Hence, in any case, if the verifiers draws $b\in\{0,1\}$ uniformly, after sending one of these two $s$ value, the prover would only have a probability $p=\frac{1}{2}$ of successfully cheating the verifier during a single round.

Therefore the probability of cheating the verifier for K consecutive rounds would be $\frac{1}{2^k}$. This means that by choosing a high enough amount of rounds K, the verifier can ensure with a probability as closed to 1 as he wants that the prover is not cheating, since $\lim_k (1-\frac{1}{2^k})=1$.

Zero knowledge

By choosing a uniformly random value $r\in[1,n]$, a prover does not disclose any information about $x$ by sending, $r^2$, $rx$ nor $r$ which are the only values disclosed if the protocol is correctly executed by the prover.

Non-Interactive proofs

The problem with non-interactive proof is there lack practicality, in particular in a blockchain environment, where constant back-and-forth communication is infeasible as we cannot expect every users to remain live during proofs. It also causes a communication overhead which can be a bottleneck for scaling. Fortunately, a prominent class of zero-knowledge proofs, known as zk-SNARKs (Zero-Knowledge Succinct Non-Interactive Arguments of Knowledge), transforms the interactive process into a non-interactive one.

Usually turning an interactive proof protocol into a non-interactive one is done using a technique called Fiat-Shamir transform. The idea behind it is to make the prover to simulate the behavior of the verifier by generating challenges that are proven to be random, for instance by using a hash function to generate the challenges, with the data of the statement along with other data generated during a

A zk-SNARK consists of three key phases:

1. Setup: A trusted setup phase generates public parameters used for both proving and verification. This phase often involves complex cryptographic operations, including elliptic curve pairings.

2. Proving: The prover uses these public parameters and a private witness (the secret data) to generate a proof. This proof convinces the verifier of the statement's validity without revealing the witness.

3. Verification: The verifier, using the proof and the public parameters, checks the proof's validity in a computationally efficient manner.

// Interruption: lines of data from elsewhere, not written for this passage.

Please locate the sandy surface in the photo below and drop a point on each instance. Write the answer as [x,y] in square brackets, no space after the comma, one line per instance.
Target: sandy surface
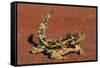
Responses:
[65,19]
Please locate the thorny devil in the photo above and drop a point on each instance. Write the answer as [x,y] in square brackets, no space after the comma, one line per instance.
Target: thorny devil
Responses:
[57,49]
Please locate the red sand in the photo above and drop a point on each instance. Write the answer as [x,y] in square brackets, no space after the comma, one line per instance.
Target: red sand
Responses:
[65,19]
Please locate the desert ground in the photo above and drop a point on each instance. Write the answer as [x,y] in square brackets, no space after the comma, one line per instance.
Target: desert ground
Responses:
[66,19]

The mathematical backbone of zk-SNARKs relies on quadratic arithmetic programs (QAPs), which encode the computation as a set of polynomial equations. These equations are then transformed into cryptographic commitments using homomorphic properties, ensuring that operations on encrypted data correspond to operations on the plaintext.

Consider a function f that we want to prove has a certain output y without revealing x. The prover constructs a polynomial that represents the computation of f(x)=y. Through a series of cryptographic transformations, this polynomial is committed to in a way that the verifier can check the correctness of y without gaining any information about x.

The succinctness of zk-SNARKs is another important feature. The proof size and verification time are both significantly smaller compared to traditional proof systems, making them ideal for applications with resource constraints, such as smart contracts on blockchains.

The implementation of zk-SNARKs also involves elliptic curve cryptography, particularly pairing-friendly curves like BN254. These curves support efficient bilinear pairings, which are critical for the construction of zk-SNARK proofs.

One real-world application of zk-SNARKs is in privacy-focused cryptocurrencies like Zcash. In Zcash, zk-SNARKs enable shielded transactions where the sender, receiver, and transaction amount remain confidential while still ensuring the transaction's validity and preventing double-spending.